ERA5 provides hourly estimates of a large number of atmospheric, land and oceanic climate variables. The data cover the Earth on a 30km grid and resolve the atmosphere using 137 levels from the surface up to a height of 80km. ERA5 includes information about uncertainties for all variables at reduced spatial and temporal resolutions.

Instructions for how to download their data products are available from https://confluence.ecmwf.int/display/CKB/How+to+download+ERA5

Variables, their names in config and class documentation:

GEBCO

The General Bathymetric Chart of the Oceans (GEBCO) is a publicly available bathymetric chart of the Earth's oceans. It is a common resource used by ocean scientists, amongst others.

Data can be downloaded from https://download.gebco.net/

Name in config: 'gebco'

Class documentation: GEBCODataLoader

IceNet

IceNet is a seasonal sea ice forecasting tool being developed by researchers at the British Antarctic Survey. From the website:

IceNet is a probabilistic, deep learning sea ice forecasting system developed by an international team and led by British Antarctic Survey and The Alan Turing Institute [Andersson et al., 2021]. IceNet has been trained on climate simulations and observational data to forecast the next 6 months of monthly-averaged sea ice concentration maps.
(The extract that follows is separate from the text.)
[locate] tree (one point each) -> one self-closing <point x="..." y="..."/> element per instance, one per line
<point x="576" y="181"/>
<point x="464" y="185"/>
Data for IceNet V1 is available from https://ramadda.data.bas.ac.uk/repository/entry/show Data for IceNet V2 is not publicly available.

Name in config: 'icenet'

Class documentation: IceNetDataLoader

MODIS

Moderate Resolution Imaging Spectroradiometer (MODIS) is a satellite-borne instrument developed by NASA.

From their website:

MODIS are viewing the entire Earth's surface every 1 to 2 days, acquiring data in 36 spectral bands, or groups of wavelengths.

Information on where to download their data products can be found at https://modis.gsfc.nasa.gov/data/dataprod/mod29.php

Name in config: 'modis'

Class documentation: MODISDataLoader

Scalar CSV

The scalar CSV dataloader is designed to take any .csv file and cast it into a data source for mesh construction. It was primarily used in testing for loading dummy data to test performance. As such, there is no data source for this dataloader.

Name in config: 'scalar_csv'

Class documentation: ScalarCSVDataLoader

Scalar GRF

Produces a gaussian random field of scalar values, useful for producing artificial, yet somewhat realistic values for real-world variables.

Name in config: 'scalar_grf'

Can be used to generate binary masks.

For vector fields, see vector GRF.

Class documentation: ScalarGRFDataLoader

Default parameters for scalar GRF dataloader.

{
    "loader": "scalar_grf",
    "params":{
        "data_name": "data",    # - Name of the data column
        "seed":       None,     # - Seed for random number generator. Must
                                #   be int or None. None sets a random seed
        "size":       512,      # - Number of datapoints per lat/long axis
        "alpha":      3,        # - Power of the power-law momentum 
                                #   distribution used to generate GRF
        "binary":     False,    # - Flag specifying this GRF isn't a binary mask
        "threshold":  [0, 1],   # - Caps of min/max values to ensure normalising 
                                #   not skewed by outlier in randomised GRF
        "min":        -10,      # - Minimum value of GRF
        "max":        10,       # - Maximum value of GRF
        "multiplier": 1,        # - Multiplier for entire dataset
        "offset":     0         # - Offset for entire dataset
    }
}

Note

min/max are set BEFORE multiplier and offset are used. The actual values for the min and max are

  • actual_min = multiplier * min + offset
  • actual_max = multiplier * max + offset

Shape Dataloader

The shape dataloader is designed to create abstract shapes with well known boundaries, and cast it into a data source for mesh construction. It was primarily used in testing to debug cellbox generation. As such, there is no data source for this dataloader.

Class documentation: ShapeDataLoader

Visual_iced

Visual_iced is a dataloader for .tiff images, which are outputs from the visual_iced library developed by Martin Rogers at the British Antarctic Survey's AI Lab. These visual_iced images are ice/water binary files, generated from a combination of MODIS and SAR satellite imagery.

In the source data, 0s are representative of open water, and 1s are representative of ice. In the dataloader, we map these values to sea ice concentration, in the range of 0 to 100. Values between 0 and 100 are generated by the aggregation of the 0s and 1s within each cell.

Note

The visual_iced dataloader only supports loading in single files, as the visual_iced datasets are not temporally continuous within a given boundary.

Name in config: 'visual_iced'

Class documentation: VisualIcedDataLoader